Similar content being viewed by others
Introduction
Thyroid gland hormones affect almost all organ systems in the body, and their interactions with the kidneys have been well characterized. Thyroid hormones influence renal development and histological changes in kidney structure1,2. They also affect physiological functions, including sodium and water homeostasis, renal blood flow, and glomerular filtration rate (GFR)3,4. These influences may be mediated via direct renal effects, including the function of many transport systems along the nephron5,6,7, as well as via cardiovascular and systemic haemodynamic effects8,9,10. Thus, both hypothyroidism and hyperthyroidism are associated with marked alterations in kidney function.

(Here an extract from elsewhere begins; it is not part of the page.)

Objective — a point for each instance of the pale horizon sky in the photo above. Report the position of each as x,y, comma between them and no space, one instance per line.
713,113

Acute kidney injury (AKI) is related to increased health costs and adverse outcomes, including the progression to chronic kidney disease and death11,12. Hypothyroidism is associated with elevated serum creatinine levels, as well as reduced GFR and renal blood flow7,13,14. Thus, hypothyroidism may induce AKI or contribute to the occurrence of AKI in the presence of other renal insults. Nevertheless, scarce information is available on the relationship between thyroidectomy and postoperative AKI. Hence, we aimed to determine the effect of thyroid function on the prevalence of AKI after thyroidectomy. Moreover, we evaluated factors related to postoperative AKI and the impact of AKI on outcomes following thyroidectomy.
Results
A total of 486 patients were included in the analysis. Of these patients, AKI was diagnosed in 24 (4.9%) based on the Kidney Disease: Improving Global Outcomes (KDIGO) criteria.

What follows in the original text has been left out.